Resilience is one of the greatest survival skills. It
helps you both psychologically and physically in the long-run. While it
can’t make your problems go away, it can help you endure any sort of
hardship – like traumatic events, loss, illness, disaster, the death of a
loved one, or any other setback or challenge.
Resilience is about enlisting your inner strengths, and harnessing your healthy coping mechanisms, so that you keep functioning without getting over-anxious, depressed, overwhelmed or apathetic.
Here are 8 tips to help you learn how to bounce back when some misfortune strikes, or when you are faced with a challenge:
Maintain your hopefulness. Even though the picture may look grim for now, think back to all the challenges that you have encountered and overcome in your life so far, to gain hope and optimism that a solution will be found and remember that any wound, no matter how big it seems right now, will heal in time.

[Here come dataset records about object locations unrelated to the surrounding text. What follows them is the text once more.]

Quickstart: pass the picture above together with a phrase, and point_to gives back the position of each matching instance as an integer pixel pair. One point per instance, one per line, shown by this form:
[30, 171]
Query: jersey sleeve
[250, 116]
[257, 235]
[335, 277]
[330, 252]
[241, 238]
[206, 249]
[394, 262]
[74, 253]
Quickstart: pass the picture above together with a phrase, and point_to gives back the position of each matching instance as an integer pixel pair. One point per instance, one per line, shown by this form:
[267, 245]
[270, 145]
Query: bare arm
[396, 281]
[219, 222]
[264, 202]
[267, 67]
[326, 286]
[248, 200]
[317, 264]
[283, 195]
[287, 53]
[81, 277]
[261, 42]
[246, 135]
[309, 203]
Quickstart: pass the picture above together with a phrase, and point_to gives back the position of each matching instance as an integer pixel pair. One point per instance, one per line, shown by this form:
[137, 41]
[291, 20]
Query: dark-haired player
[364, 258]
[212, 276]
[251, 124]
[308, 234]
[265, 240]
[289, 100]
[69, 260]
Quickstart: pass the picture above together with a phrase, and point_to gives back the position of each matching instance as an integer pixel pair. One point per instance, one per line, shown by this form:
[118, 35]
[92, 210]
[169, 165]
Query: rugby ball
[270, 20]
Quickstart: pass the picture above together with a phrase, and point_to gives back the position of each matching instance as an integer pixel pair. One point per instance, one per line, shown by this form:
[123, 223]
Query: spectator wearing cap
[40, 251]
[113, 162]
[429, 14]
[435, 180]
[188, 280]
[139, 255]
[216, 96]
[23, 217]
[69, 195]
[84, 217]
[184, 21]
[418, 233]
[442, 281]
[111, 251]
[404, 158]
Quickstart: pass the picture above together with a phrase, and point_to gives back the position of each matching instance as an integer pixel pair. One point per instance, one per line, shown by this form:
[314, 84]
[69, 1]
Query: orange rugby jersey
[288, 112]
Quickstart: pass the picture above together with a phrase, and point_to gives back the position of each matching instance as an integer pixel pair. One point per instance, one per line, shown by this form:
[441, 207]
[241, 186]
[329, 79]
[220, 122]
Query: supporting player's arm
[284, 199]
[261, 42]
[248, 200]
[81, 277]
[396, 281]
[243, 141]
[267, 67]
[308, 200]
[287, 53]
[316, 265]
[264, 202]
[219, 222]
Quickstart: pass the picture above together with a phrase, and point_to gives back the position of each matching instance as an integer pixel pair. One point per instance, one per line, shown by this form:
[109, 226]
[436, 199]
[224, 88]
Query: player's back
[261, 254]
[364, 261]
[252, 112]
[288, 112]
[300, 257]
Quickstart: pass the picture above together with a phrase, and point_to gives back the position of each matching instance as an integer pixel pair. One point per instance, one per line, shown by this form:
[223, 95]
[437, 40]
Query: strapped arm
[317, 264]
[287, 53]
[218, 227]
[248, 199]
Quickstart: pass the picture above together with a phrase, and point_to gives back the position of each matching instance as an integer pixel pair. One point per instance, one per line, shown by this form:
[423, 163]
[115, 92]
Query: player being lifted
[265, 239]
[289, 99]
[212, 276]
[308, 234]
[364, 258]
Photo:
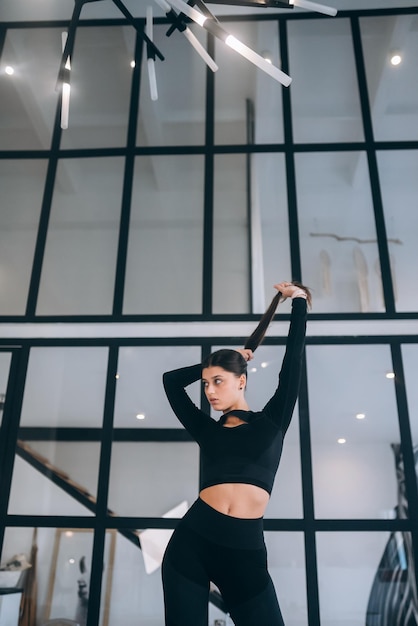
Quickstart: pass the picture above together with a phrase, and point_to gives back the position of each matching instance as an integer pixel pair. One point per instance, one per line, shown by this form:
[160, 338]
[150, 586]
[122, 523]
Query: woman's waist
[240, 500]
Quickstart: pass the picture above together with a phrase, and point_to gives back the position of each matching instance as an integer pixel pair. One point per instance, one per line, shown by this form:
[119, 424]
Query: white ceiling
[22, 10]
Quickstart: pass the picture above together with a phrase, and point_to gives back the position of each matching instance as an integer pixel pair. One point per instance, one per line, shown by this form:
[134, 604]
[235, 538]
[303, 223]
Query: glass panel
[231, 263]
[399, 186]
[140, 390]
[354, 426]
[269, 227]
[410, 359]
[363, 576]
[81, 249]
[340, 260]
[65, 388]
[100, 87]
[21, 190]
[325, 96]
[393, 91]
[136, 596]
[166, 236]
[286, 563]
[173, 465]
[28, 98]
[5, 358]
[57, 583]
[263, 371]
[150, 478]
[238, 81]
[178, 116]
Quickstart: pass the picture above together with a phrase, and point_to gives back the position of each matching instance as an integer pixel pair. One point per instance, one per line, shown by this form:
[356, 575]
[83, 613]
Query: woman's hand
[246, 353]
[289, 290]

Learn to be more stoical about life. Accept
that unwanted events, sudden changes in circumstances are a part of
life, and instead of clinging to your belief of how things “ought to be”
learn to adapt, tolerate and even welcome your problems. Sometimes,
problems are teachers and help us grow and become hardier and wiser.
Take some distance from the event, misfortune or challenge and
try to view it as happening to someone else. How would you help that
person cope? What would you advise him/her to do? Follow your own
advice. There are many angles from which you can view a situation.
Taking some distance, becoming an observer rather than a participant may
give you the strength but also the problem-solving resources to
overcome your challenge. Resilience requires flexibility, not holding
onto rigidly to only one point of view.
Reach out to your friends or other support groups. You
don’t have to go it alone. A friend’s advice, help or even willing ear
or shoulder to cry on may help you re-organize better your inner
resources. Feeling connected helps empower people in times of hardship.
Offering help to others does the same. Help others in need, you will get
empowered as much as they!
Take appropriate action.You
don’t have to know the whole solution, you don’t have to examine all
the parameters before you take some action in a positive direction.
Small steps can help you greatly to feel that you are gaining control of
the situation. Play it by ear for a while, test what works and what
doesn’t.
Remember to laugh. Every
challenge, every misfortune has its comical side. Use humor to lighten
up. Think of how comedians can describe a tragic situation in ways that
make you laugh. It’s a great coping mechanism, a relaxing break from
serious thinking, worrying or grieving.
Don’t neglect yourself. Take
good care of your nutrition, sleep, and home environment. Create
relaxation time, see friends, do things that please you, like relaxing
hobbies, or going to the gym.
Maintain your vision and sense of purpose. Setbacks
create havoc, sometimes, emotional upheaval and tend to require all of
our attention. We tend to obsess about our problem, as if it’s the only
thing going on in our lives. It’s good to continue to keep in mind your
long-term personal goals, visions, the things that make your life
meaningful and focus back on all these areas that provided joy, hope and
a sense of accomplishment before the upsetting event. It will help
create a sense of balance in your life.
Finally, remember that “this too shall pass”. Repeating this often to yourself will have a soothing and healing effect and boost your resilience.